RMSE Equation from drivendata.org

My submission has an RMSE of 9.3921 while the competition leader has a RMSE of 2.86.

I can also evaluate my approach using the grid cell training data. As mentioned before, a subset of grid cells have historical data that is meant to be used to train the machine learning model. Since my approach only utilizes Snotel measurements, I can use the historical data to test my model accuracy. I re-ran the model to predict the historical data values and then compared to the actual values. This time, I calculated a RMSE for each grid cell in order to see if there is a pattern to the accuracy of model output. Figure 5 shows the RMSE for each site in the San Juan mountains of southern CO. My impression is that lower elevation predictions are more accurate, but the pattern is not very clear.

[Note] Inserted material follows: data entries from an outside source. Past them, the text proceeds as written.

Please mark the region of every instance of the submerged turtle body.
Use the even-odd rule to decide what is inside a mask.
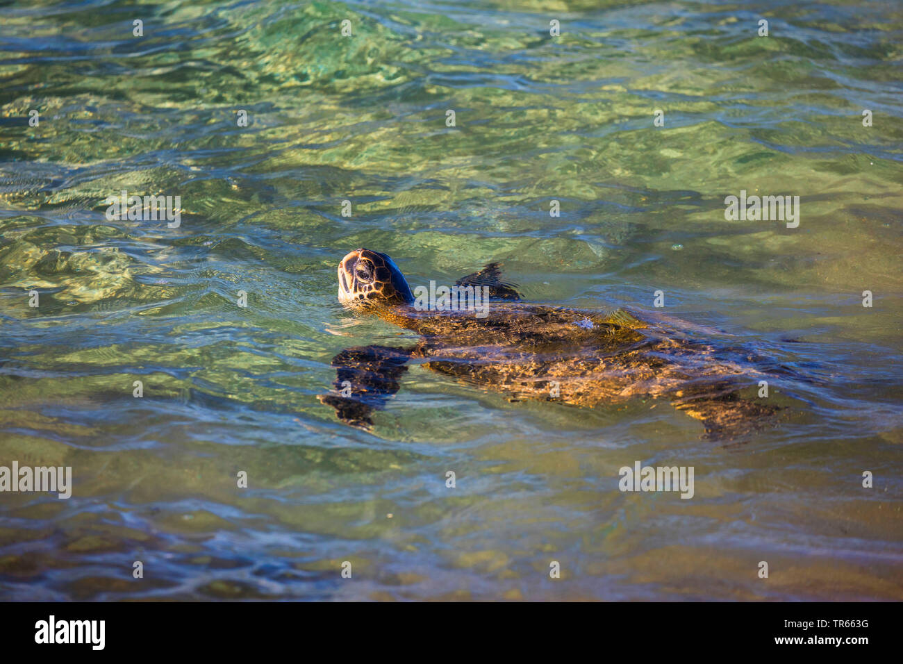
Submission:
[[[711,343],[641,321],[520,301],[497,264],[459,279],[485,288],[487,315],[474,311],[422,311],[404,276],[385,254],[358,249],[339,266],[339,298],[347,305],[420,335],[413,348],[348,349],[332,360],[336,393],[321,400],[343,422],[369,427],[372,411],[399,389],[408,362],[512,400],[599,407],[638,397],[667,397],[700,419],[713,437],[749,431],[776,408],[741,398],[760,371],[719,357]],[[723,353],[721,353],[723,355]]]

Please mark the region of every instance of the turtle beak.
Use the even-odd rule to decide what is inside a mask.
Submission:
[[[355,249],[339,263],[339,302],[352,302],[354,298],[354,266],[360,257],[362,249]]]

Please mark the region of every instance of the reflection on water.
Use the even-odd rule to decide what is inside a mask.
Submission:
[[[0,9],[0,465],[74,483],[0,494],[0,596],[903,598],[898,5],[136,11]],[[107,218],[123,190],[181,224]],[[799,227],[726,220],[741,191],[798,195]],[[732,444],[417,365],[345,426],[331,358],[412,341],[336,300],[365,246],[412,285],[499,260],[529,300],[664,311],[806,379]],[[694,498],[619,491],[637,461],[693,466]]]

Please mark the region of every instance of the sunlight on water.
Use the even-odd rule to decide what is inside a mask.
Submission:
[[[4,4],[0,465],[72,496],[0,493],[0,597],[903,599],[901,31],[841,0]],[[798,226],[730,220],[741,192]],[[417,340],[339,304],[359,247],[681,322],[788,368],[787,407],[713,442],[414,363],[347,426],[333,356]],[[635,462],[693,498],[619,491]]]

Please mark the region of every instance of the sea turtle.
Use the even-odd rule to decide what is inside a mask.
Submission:
[[[665,397],[715,438],[753,430],[777,410],[755,394],[747,396],[749,390],[740,394],[764,375],[748,351],[699,341],[625,309],[600,313],[525,303],[517,285],[502,280],[498,263],[455,282],[458,293],[479,288],[489,295],[482,310],[424,306],[428,303],[414,298],[393,260],[370,249],[342,258],[338,278],[343,304],[420,335],[413,347],[349,348],[333,358],[335,391],[320,400],[351,426],[373,426],[373,411],[398,391],[409,362],[511,400],[597,407]]]

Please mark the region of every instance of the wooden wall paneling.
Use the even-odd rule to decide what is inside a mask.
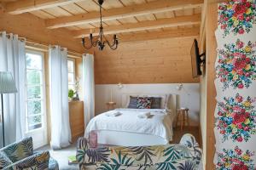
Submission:
[[[96,49],[96,83],[198,82],[191,76],[189,52],[193,39],[125,43],[115,51]]]
[[[18,34],[20,37],[39,43],[58,44],[78,53],[84,52],[80,41],[73,39],[71,31],[67,29],[48,30],[45,28],[42,19],[31,14],[19,15],[12,15],[7,13],[1,14],[0,30]]]
[[[194,27],[192,29],[178,29],[177,31],[170,30],[165,31],[127,34],[119,36],[120,43],[142,42],[154,39],[165,39],[165,38],[183,38],[183,37],[195,37],[199,36],[199,28]]]
[[[215,169],[213,158],[215,154],[214,110],[216,106],[215,60],[217,42],[215,31],[218,26],[218,5],[208,4],[207,13],[207,162],[206,169]]]

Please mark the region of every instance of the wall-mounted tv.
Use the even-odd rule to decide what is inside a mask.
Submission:
[[[192,76],[195,78],[201,75],[201,65],[205,62],[205,53],[202,54],[199,54],[198,42],[196,39],[194,40],[190,50],[190,54],[192,65]],[[204,59],[201,59],[201,57],[204,57]]]

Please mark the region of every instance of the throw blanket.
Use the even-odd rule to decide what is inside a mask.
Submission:
[[[107,116],[106,113],[120,112],[118,116]],[[141,119],[138,115],[150,112],[147,119]],[[89,122],[85,137],[92,130],[110,130],[130,133],[141,133],[160,136],[166,142],[172,136],[172,118],[166,110],[137,110],[137,109],[118,109],[96,116]]]

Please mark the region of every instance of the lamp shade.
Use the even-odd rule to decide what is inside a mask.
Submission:
[[[17,88],[13,76],[9,71],[0,71],[0,94],[16,93]]]

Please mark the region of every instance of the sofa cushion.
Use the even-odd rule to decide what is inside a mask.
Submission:
[[[4,153],[0,151],[0,169],[8,167],[12,164],[12,162],[4,155]]]
[[[16,162],[33,155],[33,144],[32,138],[24,139],[22,141],[9,144],[1,150],[10,159]]]

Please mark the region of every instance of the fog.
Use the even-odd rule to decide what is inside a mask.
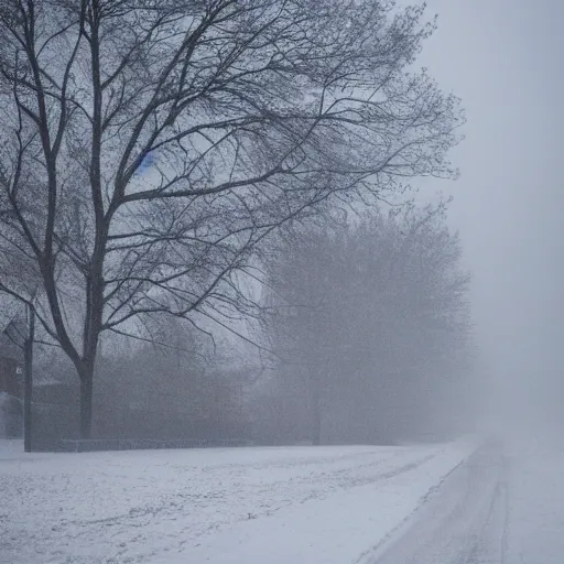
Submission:
[[[482,405],[562,429],[561,135],[557,0],[431,0],[424,64],[463,99],[466,139],[449,221],[474,279]],[[517,420],[517,421],[516,421]]]
[[[379,17],[375,15],[377,11],[371,14],[375,22],[380,21]],[[64,296],[62,300],[66,325],[54,324],[53,319],[58,318],[58,314],[50,313],[51,303],[41,291],[36,297],[37,311],[41,310],[43,316],[39,330],[44,333],[37,337],[37,340],[41,340],[35,359],[37,382],[55,382],[57,386],[64,383],[68,390],[64,393],[45,393],[46,397],[58,394],[59,403],[64,403],[65,409],[68,408],[68,417],[76,420],[80,402],[75,372],[90,370],[90,376],[85,377],[82,373],[79,381],[84,383],[93,378],[95,381],[94,398],[95,403],[98,402],[94,410],[95,435],[97,424],[101,435],[111,436],[143,435],[148,432],[147,429],[156,437],[162,435],[170,438],[175,433],[181,433],[181,429],[184,430],[181,434],[187,433],[185,429],[189,427],[193,421],[192,415],[183,414],[183,405],[189,404],[199,395],[200,400],[194,400],[196,404],[198,401],[204,402],[212,413],[224,410],[230,412],[230,417],[235,417],[234,413],[237,412],[238,422],[237,425],[231,424],[231,429],[238,429],[239,435],[257,438],[257,429],[270,424],[270,438],[261,438],[267,442],[276,435],[274,430],[279,424],[285,424],[288,420],[311,417],[308,412],[312,411],[313,404],[317,404],[313,411],[325,409],[323,416],[319,413],[316,416],[325,419],[334,430],[339,426],[336,413],[340,410],[343,413],[339,416],[346,426],[348,413],[355,403],[358,404],[360,397],[367,403],[366,413],[357,413],[357,417],[365,417],[366,429],[356,434],[345,433],[343,436],[347,435],[348,442],[409,438],[410,431],[387,433],[380,427],[395,425],[399,430],[411,424],[414,429],[417,426],[415,421],[420,421],[417,417],[427,422],[433,420],[435,425],[441,421],[442,436],[449,436],[462,429],[481,430],[490,425],[507,429],[521,425],[538,427],[538,434],[546,434],[549,430],[556,433],[563,424],[561,404],[564,394],[560,367],[560,345],[564,338],[560,295],[564,256],[560,245],[560,216],[564,205],[564,192],[560,185],[558,167],[558,141],[564,126],[564,112],[560,100],[564,84],[564,72],[560,61],[564,40],[561,37],[558,22],[564,15],[564,8],[556,0],[544,0],[534,4],[524,0],[431,0],[425,17],[431,19],[435,12],[438,13],[437,30],[423,40],[423,51],[415,57],[414,65],[411,55],[406,55],[405,65],[410,68],[429,67],[430,76],[436,78],[442,90],[452,91],[460,97],[466,122],[458,121],[457,106],[446,96],[443,99],[445,111],[441,113],[444,131],[447,132],[443,144],[431,145],[433,149],[430,151],[435,151],[435,154],[423,152],[415,156],[408,155],[408,160],[411,158],[412,162],[408,162],[409,166],[401,172],[410,178],[413,186],[420,188],[414,198],[415,208],[411,212],[413,215],[400,214],[395,218],[403,219],[398,219],[397,224],[390,219],[390,224],[387,224],[387,199],[379,198],[382,194],[397,196],[401,192],[393,174],[386,177],[382,186],[377,185],[377,197],[373,199],[368,197],[373,196],[370,189],[362,193],[356,184],[355,191],[358,192],[348,195],[348,199],[335,198],[328,191],[321,198],[327,202],[317,207],[313,203],[317,203],[318,194],[310,194],[310,188],[288,192],[295,198],[294,205],[303,206],[304,209],[315,207],[315,213],[300,216],[295,224],[289,221],[294,212],[289,212],[290,215],[286,217],[285,203],[281,205],[282,200],[270,205],[267,200],[261,200],[262,193],[253,195],[252,191],[246,192],[243,200],[237,194],[237,197],[229,200],[225,207],[219,206],[220,213],[214,216],[214,228],[207,235],[209,240],[205,241],[198,239],[199,235],[196,237],[197,221],[185,223],[182,214],[176,215],[177,210],[173,207],[176,204],[170,204],[169,200],[159,208],[162,217],[159,214],[153,215],[153,212],[148,213],[142,219],[137,215],[135,221],[147,221],[147,230],[140,231],[142,236],[148,237],[150,234],[150,238],[155,238],[140,245],[161,247],[154,257],[151,256],[144,263],[131,259],[134,253],[130,253],[132,247],[128,246],[117,249],[122,254],[111,254],[109,259],[101,256],[97,258],[108,271],[105,275],[110,280],[115,276],[110,284],[117,284],[116,291],[109,294],[109,300],[115,301],[108,306],[109,310],[124,310],[128,313],[121,318],[118,317],[120,323],[124,322],[124,333],[111,336],[104,334],[106,328],[115,328],[112,322],[108,327],[99,326],[96,330],[93,329],[94,333],[88,339],[85,337],[85,343],[88,341],[89,346],[99,341],[98,349],[94,346],[94,350],[97,350],[100,357],[96,360],[96,378],[93,377],[95,355],[91,350],[88,355],[80,352],[80,327],[90,330],[96,324],[93,325],[84,318],[90,311],[85,296],[89,295],[91,289],[84,289],[80,285],[85,267],[80,262],[76,263],[75,258],[85,252],[85,247],[82,240],[74,241],[74,259],[59,267],[66,275],[61,276],[57,282],[52,282],[61,284],[58,292]],[[412,17],[413,14],[409,18]],[[312,25],[318,25],[313,13],[307,12],[307,18],[312,19]],[[343,13],[338,18],[345,18],[349,22],[348,14]],[[416,19],[416,15],[414,18]],[[356,23],[359,29],[360,22],[361,18]],[[336,24],[335,29],[340,28]],[[387,33],[386,30],[383,33]],[[402,48],[409,53],[412,47],[405,43]],[[365,56],[362,50],[364,47],[360,52]],[[252,56],[254,55],[251,55],[251,63]],[[206,67],[206,72],[210,72],[210,68]],[[223,72],[223,67],[218,67],[218,72]],[[319,70],[315,69],[315,73],[317,72]],[[301,83],[300,87],[303,87]],[[431,86],[421,83],[420,87],[424,90]],[[294,90],[292,91],[295,94]],[[361,91],[360,86],[357,87],[357,91]],[[395,95],[398,91],[400,90],[395,90]],[[312,93],[315,94],[315,90]],[[315,97],[314,94],[311,94],[310,98]],[[307,104],[313,99],[305,98]],[[8,98],[6,100],[6,111],[9,115],[10,102]],[[306,102],[301,100],[295,104]],[[423,107],[423,110],[431,112],[432,108]],[[366,113],[365,119],[368,119],[367,116],[370,118],[370,113]],[[373,116],[370,119],[373,119]],[[76,127],[83,128],[84,124]],[[378,127],[377,124],[376,129]],[[390,127],[393,130],[393,123]],[[453,127],[456,134],[464,134],[465,139],[451,149],[451,145],[456,144]],[[398,133],[401,130],[394,131],[397,135],[403,134]],[[436,131],[431,133],[435,134]],[[307,135],[308,133],[304,139]],[[272,140],[274,138],[275,135]],[[272,159],[269,153],[272,149],[269,143],[274,143],[272,140],[264,140],[265,152],[261,153],[264,163],[260,163],[259,166],[269,164],[269,159]],[[372,154],[365,151],[369,141],[368,138],[364,139],[358,147],[352,147],[349,141],[351,147],[348,147],[339,145],[338,135],[332,140],[332,149],[324,158],[332,166],[336,163],[335,166],[340,167],[338,182],[345,183],[346,175],[349,174],[346,172],[347,159],[357,159],[361,155],[366,160],[365,164],[375,166]],[[177,173],[180,176],[172,181],[171,186],[184,180],[204,182],[204,177],[207,178],[205,182],[212,183],[225,181],[225,171],[221,166],[225,167],[225,162],[229,160],[234,170],[236,165],[240,165],[242,176],[256,166],[256,163],[239,161],[242,159],[239,150],[230,153],[231,148],[224,151],[213,145],[217,154],[210,151],[209,156],[208,150],[205,149],[208,142],[209,140],[198,138],[193,144],[196,153],[202,152],[198,159],[209,159],[207,169],[198,172],[200,176],[196,180],[185,178],[183,173]],[[312,150],[312,154],[316,150],[317,148]],[[267,153],[270,156],[267,156]],[[446,161],[443,161],[443,153],[447,154],[460,170],[457,180],[437,177],[448,176],[448,166]],[[68,159],[73,165],[78,166],[75,162],[76,155]],[[111,155],[108,153],[106,159],[107,165],[111,169]],[[165,182],[166,175],[174,176],[174,171],[180,170],[175,166],[182,169],[183,159],[183,155],[171,153],[165,158],[161,156],[159,161],[159,156],[148,150],[137,163],[139,171],[133,182],[138,185],[134,189],[142,189],[139,186],[141,184],[147,188],[145,194],[155,194],[151,187]],[[421,162],[424,164],[421,165]],[[224,164],[218,166],[217,163]],[[327,167],[330,169],[327,163]],[[30,166],[34,170],[33,165]],[[401,166],[405,166],[405,161]],[[166,174],[163,174],[163,170]],[[272,171],[275,174],[278,169],[274,166]],[[312,182],[304,185],[311,186]],[[343,186],[337,186],[335,191],[344,189]],[[231,197],[232,188],[228,186],[226,189]],[[284,189],[286,188],[284,187],[281,193]],[[143,193],[141,195],[143,196]],[[453,200],[443,209],[441,202],[448,196],[452,196]],[[37,194],[31,191],[26,197],[31,202]],[[80,198],[87,197],[80,195]],[[139,194],[135,194],[133,199],[138,197]],[[174,198],[171,202],[174,202]],[[66,203],[63,206],[61,214],[67,221],[65,225],[74,221],[72,214],[75,212],[70,209],[76,210],[76,207],[73,206],[75,204]],[[205,218],[202,220],[209,221],[209,203],[204,198],[198,200],[198,206],[200,207],[197,208],[197,214]],[[419,229],[414,227],[417,217],[421,218],[425,210],[431,209],[434,209],[433,214],[436,213],[441,219],[433,219],[435,223],[429,224],[429,230],[420,238],[417,236],[410,239],[411,236],[405,234],[410,229],[415,232]],[[235,210],[237,214],[234,214]],[[276,232],[270,239],[265,238],[269,242],[263,247],[259,242],[265,234],[256,229],[254,215],[259,210],[267,210],[269,221],[280,224],[284,229],[288,227],[286,230],[282,229],[282,234]],[[30,225],[42,225],[44,218],[41,209],[36,210],[31,206],[26,213],[30,214]],[[87,226],[91,218],[87,209],[83,213]],[[115,235],[110,237],[139,237],[139,234],[130,236],[126,232],[128,221],[132,217],[128,214],[133,213],[128,210],[121,216],[118,214],[112,227]],[[232,225],[231,216],[237,216],[240,225]],[[369,216],[372,219],[367,219]],[[26,240],[28,231],[13,224],[12,216],[2,217],[7,219],[3,219],[2,224],[6,231],[6,235],[2,231],[6,248],[2,248],[3,278],[0,281],[0,290],[3,308],[8,311],[8,301],[12,307],[14,301],[22,297],[24,302],[28,300],[31,280],[37,275],[37,264],[33,259],[30,260],[28,254],[24,259],[21,252],[22,248],[28,248],[26,246],[33,247],[33,237],[30,242]],[[178,232],[193,230],[194,238],[202,249],[206,248],[206,252],[213,249],[214,259],[209,259],[208,263],[200,263],[199,259],[194,259],[195,254],[183,254],[186,251],[182,247],[182,237],[174,239],[167,235],[163,236],[169,229],[163,227],[166,217],[170,217],[173,224],[177,224]],[[155,227],[155,218],[160,218],[156,219],[156,224],[164,223]],[[370,221],[376,221],[380,227],[375,227]],[[61,226],[62,232],[66,229],[63,224],[64,221]],[[367,225],[371,227],[368,228]],[[445,226],[448,227],[449,235],[443,232]],[[256,238],[251,243],[245,242],[243,238],[234,237],[235,234],[246,230],[252,231],[251,239]],[[356,235],[355,230],[358,231]],[[216,231],[221,232],[223,238],[227,238],[228,247],[224,248],[213,239]],[[456,232],[459,232],[459,236],[455,235]],[[358,234],[364,234],[364,238]],[[91,236],[93,231],[88,231],[87,227],[80,235],[86,239]],[[65,237],[76,237],[76,234],[69,235],[65,231]],[[427,241],[431,247],[437,246],[438,241],[443,240],[442,237],[449,241],[449,252],[456,258],[451,260],[446,247],[438,246],[437,256],[444,253],[444,263],[433,267],[433,271],[430,265],[432,256],[427,253],[424,242]],[[316,238],[318,241],[312,242],[317,240]],[[135,246],[138,242],[131,245]],[[313,245],[313,252],[308,250],[310,245]],[[175,246],[181,248],[176,249]],[[351,246],[352,250],[347,246]],[[403,257],[403,251],[397,252],[397,248],[410,248],[412,254],[408,252]],[[195,251],[191,248],[189,252]],[[296,259],[297,262],[292,263],[289,257],[293,252],[296,257],[302,252],[302,263],[300,258]],[[404,271],[393,271],[390,263],[383,259],[387,252],[394,257],[393,260],[390,259],[390,263],[401,262]],[[166,253],[171,257],[161,257]],[[239,253],[247,253],[245,264],[234,258]],[[323,262],[324,253],[330,260]],[[128,267],[128,261],[132,260],[132,264]],[[160,260],[164,260],[164,265],[160,268],[172,269],[174,275],[163,279],[164,282],[153,283],[151,269],[154,269]],[[421,264],[429,263],[426,267],[433,274],[427,273],[425,278],[423,267],[415,273],[416,260]],[[19,269],[10,268],[13,261],[21,262]],[[194,261],[192,270],[185,270],[186,261]],[[128,270],[129,268],[133,270]],[[366,278],[362,278],[366,272],[351,274],[358,268],[372,271]],[[139,272],[134,269],[139,269]],[[100,272],[101,270],[100,265]],[[471,276],[469,284],[467,273]],[[435,276],[434,285],[429,282],[432,275]],[[122,285],[120,276],[124,276],[123,280],[130,283],[133,280],[144,280],[145,283],[128,293],[123,290],[128,286]],[[128,276],[132,276],[131,280]],[[215,285],[212,286],[214,293],[209,297],[207,288],[214,276],[217,276],[217,289]],[[171,280],[176,281],[176,278],[189,288],[186,294],[189,299],[178,294],[175,282],[170,283]],[[447,286],[451,290],[447,290]],[[457,288],[456,295],[453,288]],[[289,293],[292,294],[291,299]],[[159,302],[156,311],[172,314],[174,321],[155,319],[152,315],[155,300]],[[192,306],[191,300],[197,306]],[[327,305],[329,302],[330,306]],[[305,307],[300,310],[302,306]],[[280,337],[280,319],[273,322],[270,311],[279,307],[290,308],[293,312],[291,315],[294,316],[293,328],[289,330],[291,337],[285,340]],[[316,313],[311,313],[307,308]],[[150,318],[143,317],[147,312]],[[368,312],[369,318],[365,318]],[[110,321],[115,314],[108,315]],[[315,315],[318,317],[315,318]],[[445,322],[441,330],[445,334],[451,333],[451,338],[458,335],[460,338],[453,340],[457,345],[453,345],[444,335],[437,336],[437,326],[444,322],[441,316],[449,316],[448,323]],[[21,334],[25,333],[25,316],[21,314],[17,319],[18,316],[10,314],[6,317],[1,329],[6,333],[4,328],[11,326],[14,333],[13,327],[20,327],[18,338],[21,341]],[[180,317],[188,319],[187,326],[182,329],[177,325]],[[423,318],[426,321],[423,322]],[[468,330],[470,325],[471,330]],[[464,330],[460,329],[463,326]],[[284,330],[288,330],[288,327]],[[296,338],[300,332],[304,335]],[[464,355],[457,349],[459,343],[464,340],[463,334],[466,340],[460,350],[464,348]],[[6,341],[2,346],[9,350],[7,335],[6,333],[2,337]],[[46,344],[45,339],[54,341]],[[290,346],[292,339],[295,343]],[[65,354],[48,348],[53,345],[56,348],[61,343],[65,344]],[[13,343],[10,347],[13,349]],[[156,356],[151,352],[153,349],[158,351]],[[83,350],[86,351],[86,348]],[[367,350],[370,350],[370,355],[367,355]],[[18,356],[13,352],[10,355]],[[447,357],[448,361],[445,360]],[[150,368],[143,360],[147,358],[151,358]],[[297,364],[296,358],[301,359]],[[315,366],[315,369],[304,368],[306,366]],[[296,376],[301,370],[305,370],[302,377]],[[156,380],[155,371],[162,371],[167,376]],[[209,373],[214,376],[208,378],[206,375]],[[350,375],[356,375],[359,380],[354,380]],[[451,380],[446,375],[449,375]],[[326,390],[332,395],[329,403],[333,403],[334,408],[338,404],[338,409],[333,412],[328,404],[324,404],[322,391],[312,391],[317,386],[315,382],[325,377],[327,382],[333,382],[330,386],[327,383],[327,390],[333,387],[334,391],[329,393]],[[139,380],[142,380],[142,384],[133,383]],[[206,383],[208,381],[209,384]],[[281,381],[293,381],[293,390],[292,386],[286,386],[282,391],[279,386]],[[453,382],[457,382],[456,386]],[[346,393],[335,392],[343,383],[346,383],[348,400],[345,399]],[[376,387],[378,391],[372,389],[367,392],[367,386]],[[208,389],[209,387],[213,390]],[[132,388],[135,388],[134,392]],[[419,397],[417,389],[424,390],[427,395]],[[178,398],[178,390],[183,390],[191,400]],[[84,390],[82,393],[84,395]],[[176,394],[174,409],[170,403],[171,393]],[[214,393],[215,397],[223,398],[223,403],[219,400],[214,403],[215,400],[210,399]],[[289,399],[291,395],[292,400]],[[301,398],[300,401],[305,401],[305,404],[299,408],[295,404],[296,398]],[[123,415],[127,422],[117,416],[113,427],[108,427],[108,416],[102,415],[108,410],[118,410],[109,406],[113,405],[110,399],[119,405],[129,404]],[[83,402],[84,405],[88,401]],[[226,402],[230,405],[229,410],[226,409]],[[254,409],[253,402],[257,402],[258,409]],[[73,404],[72,409],[69,404]],[[273,405],[279,410],[280,421],[268,421]],[[325,406],[322,409],[319,405]],[[198,409],[202,410],[202,405]],[[372,416],[369,415],[371,409],[380,415],[368,423],[368,419]],[[174,416],[171,415],[171,410],[174,411]],[[300,410],[304,413],[299,413]],[[147,429],[141,432],[140,421],[149,411],[154,420],[151,424],[145,421]],[[419,415],[411,417],[410,413],[413,414],[415,411]],[[221,419],[217,413],[214,416],[216,420]],[[90,422],[87,420],[91,417],[91,413],[85,417],[82,434],[88,436],[90,431],[87,427]],[[105,424],[96,423],[97,417],[104,420]],[[410,417],[412,421],[408,424]],[[527,423],[523,425],[523,422]],[[290,434],[293,433],[292,441],[308,438],[310,432],[305,430],[307,424],[303,424],[305,426],[302,431],[289,431]],[[314,426],[315,424],[318,425],[318,422],[314,423]],[[204,429],[205,424],[202,425]],[[209,425],[209,433],[216,438],[219,433],[217,429],[224,430],[226,425],[229,426],[225,421],[220,425],[216,421],[214,425]],[[355,425],[362,427],[361,422]],[[61,426],[67,429],[64,424]],[[73,426],[74,423],[68,429]],[[205,434],[205,431],[203,433]],[[282,435],[276,441],[283,442]],[[335,436],[337,435],[338,433]],[[332,440],[326,438],[329,442],[338,442],[335,436]],[[288,441],[290,438],[285,437]],[[319,441],[318,436],[316,441]]]

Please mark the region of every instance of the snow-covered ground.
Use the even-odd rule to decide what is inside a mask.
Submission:
[[[352,564],[474,446],[21,448],[0,443],[2,564]]]

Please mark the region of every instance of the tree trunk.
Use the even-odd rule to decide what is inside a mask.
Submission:
[[[80,370],[80,438],[90,438],[93,427],[94,362]]]
[[[321,381],[319,376],[315,375],[311,381],[311,415],[312,415],[312,444],[322,443],[322,409],[321,409]]]
[[[32,448],[32,393],[33,393],[33,340],[35,339],[35,312],[28,308],[28,336],[23,347],[24,387],[23,387],[23,449],[31,453]]]

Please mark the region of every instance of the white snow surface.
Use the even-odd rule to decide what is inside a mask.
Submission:
[[[474,448],[23,454],[3,441],[0,563],[359,563]]]

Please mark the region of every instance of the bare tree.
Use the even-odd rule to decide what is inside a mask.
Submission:
[[[389,440],[431,429],[441,398],[456,403],[469,276],[443,213],[406,206],[283,243],[292,253],[270,265],[268,299],[282,360],[273,393],[302,438]]]
[[[226,324],[278,226],[454,173],[457,99],[406,73],[422,17],[384,0],[2,2],[0,237],[41,279],[84,437],[105,332]],[[10,276],[0,289],[29,302]]]

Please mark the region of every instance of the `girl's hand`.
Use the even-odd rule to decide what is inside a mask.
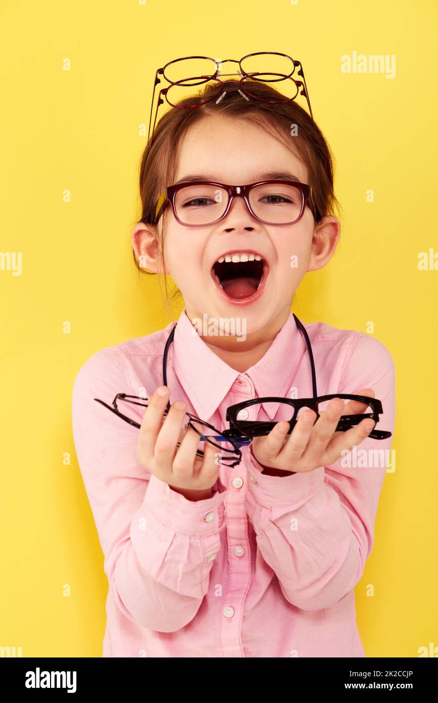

Figure 5: Grid cell specific RMSE values in the San Juan mountains of CO

Ongoing Competition

As of May 2022, the Evaluation Stage of the competition is still ongoing. In contrast to the “development stage” (which I competed in), the evaluation stage tests models using live data and awards prizes totaling $500,000. The current leader is showing a RMSE of 3.4541. I look forward to seeing the winning approaches after the competition ends.

References

Fassnacht, S. R., Dressler, K. A., & Bales, R. C. (2003). Snow water equivalent interpolation for the Colorado River Basin from snow telemetry (SNOTEL) data. Water Resources Research, 39(8).

Sturm, M., Taras, B., Liston, G. E., Derksen, C., Jonas, T., & Lea, J. (2010). Estimating snow water equivalent using snow depth data and climate classes. Journal of Hydrometeorology, 11(6), 1380-1394.